The original ‘punk poet’ Dr John Cooper Clarke opened the show with his trademark wild black hair, dark glasses and sardonic Salford accent. Live poetry at a gig seemed brave but worked 45 years ago. On this evening it was sadly lost on some of the audience, not helped by the fast-paced delivery, the strength of the Mancunian accent and the acoustics. It’s a shame because the social commentary and wit in Clarke’s work are worth hearing.
Squeeze, currently a seven-piece band, with Difford and Tillbrook the driving force are a tight outfit.

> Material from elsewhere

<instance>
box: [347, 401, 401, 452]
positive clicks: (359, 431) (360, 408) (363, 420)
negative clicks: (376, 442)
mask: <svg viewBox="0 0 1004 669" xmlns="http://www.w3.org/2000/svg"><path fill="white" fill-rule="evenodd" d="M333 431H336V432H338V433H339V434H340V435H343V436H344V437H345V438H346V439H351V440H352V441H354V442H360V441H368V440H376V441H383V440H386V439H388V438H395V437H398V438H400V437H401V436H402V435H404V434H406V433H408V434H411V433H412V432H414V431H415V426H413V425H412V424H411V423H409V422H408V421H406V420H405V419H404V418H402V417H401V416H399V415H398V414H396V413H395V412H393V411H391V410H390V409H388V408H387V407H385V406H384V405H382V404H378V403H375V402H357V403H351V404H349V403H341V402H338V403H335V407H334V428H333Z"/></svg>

Opening with 1978’s Take Me I’m Yours is a strong start and with Up The Junction at song three some of the seated crowd are on their feet early.
It’s an interesting line-up with a very charismatic drummer, a second percussionist with bongos, triangle and plenty of other gadgets, plus keyboards, bass and slide guitar behind Difford on acoustic and Tillbrook on lead guitar. Supported by a surprisingly impressive light show, it’s quite a spectacle.
Of course the theme that keeps the evening buzzing along is the back catalogue of memorable songwriting. From The Cradle to the Grave, Labelled with Love and Pulling Mussels feature mid set and the crowd are all on their feet as the show closes strongly with Goodbye Girl, Another Nail in my Heart, Tempted and the absolute classic Cool for Cats.
The band encores with Slap and Tickle and Coffee in Bed which features solos by each of the band to ram home just how talented this line-up is. With a setlist showing 23 songs, it’s a great example of some of the best songwriting of the last few decades, brilliantly delivered by a talented group of musicians who clearly love what they do – as did the crowd.